Boggi Milano Ransomware Attack
Reportedly, an Italian fashion clothing chain Boggi Milano has suffered a ransomware attack. The news surfaced online after the Ragnarok ransomware gang disclosed their activity on the dark web.
According to a Bloomberg report, the threat actors even managed to steal around 40GB of data from the victim’s network before executing the ransomware. The stolen data includes sensitive HR information as well such as employee salaries.
Besides, Technadu could also independently view the documents and confirm the ransomware involvement. Whereas, they also verified (via KELA) that the stolen data includes payment files (PDFs), payroll files, vouchers, tax-related data, and liability documents. Also, some stolen files named ‘test’ hinted that the attackers also stole some worthless files that the brand’s developers might have used for app testing purposes. Nonetheless, they couldn’t find any customer-related documents (until the time of writing this article).

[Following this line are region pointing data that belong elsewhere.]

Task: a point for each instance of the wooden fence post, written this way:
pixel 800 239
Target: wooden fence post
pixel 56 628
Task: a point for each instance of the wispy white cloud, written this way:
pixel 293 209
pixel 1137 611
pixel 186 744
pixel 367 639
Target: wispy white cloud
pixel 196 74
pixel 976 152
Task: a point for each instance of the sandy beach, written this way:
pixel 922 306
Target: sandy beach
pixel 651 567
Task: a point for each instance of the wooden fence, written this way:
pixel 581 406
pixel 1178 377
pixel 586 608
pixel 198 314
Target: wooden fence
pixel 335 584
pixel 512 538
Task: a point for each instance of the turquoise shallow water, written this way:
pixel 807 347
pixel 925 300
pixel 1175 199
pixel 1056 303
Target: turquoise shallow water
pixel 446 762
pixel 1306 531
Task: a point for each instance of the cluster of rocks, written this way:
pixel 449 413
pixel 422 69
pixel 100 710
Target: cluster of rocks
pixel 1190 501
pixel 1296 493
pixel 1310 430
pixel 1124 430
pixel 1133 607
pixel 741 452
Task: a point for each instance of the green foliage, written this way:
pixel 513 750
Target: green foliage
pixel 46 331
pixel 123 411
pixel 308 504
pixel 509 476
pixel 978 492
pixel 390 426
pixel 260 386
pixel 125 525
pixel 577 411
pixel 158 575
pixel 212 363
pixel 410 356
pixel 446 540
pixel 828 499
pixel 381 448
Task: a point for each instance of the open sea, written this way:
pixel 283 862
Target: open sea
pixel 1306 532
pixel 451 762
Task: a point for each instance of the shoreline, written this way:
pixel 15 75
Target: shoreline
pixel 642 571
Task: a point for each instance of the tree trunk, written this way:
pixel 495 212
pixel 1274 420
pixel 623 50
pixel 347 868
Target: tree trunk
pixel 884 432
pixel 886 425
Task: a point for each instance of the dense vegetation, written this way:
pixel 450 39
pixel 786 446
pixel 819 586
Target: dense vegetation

Presently, it’s unclear how the attackers managed to infiltrate the firm’s network. Yet, a Boggi Milano spokesperson has assured that the incident couldn’t do much damage to the firm’s operations. Quoting the statement, Bloomberg stated,
A Boggi Milano representative said the company didn’t believe the attack had any significant impact and that the company was cooperating with authorities.
Certainly, Boggi Milano’s website is up and running and it doesn’t seem the firm has suffered any significant operational blow.
For now, no further details are available. Plus, neither Boggi Milano nor the attackers have shared any details about the ransom amount demanded and whether or not the victim plans to pay the ransom.
However, in the case of non-payment, the Ragnarok gang may begin releasing more (or all) of stolen data publicly.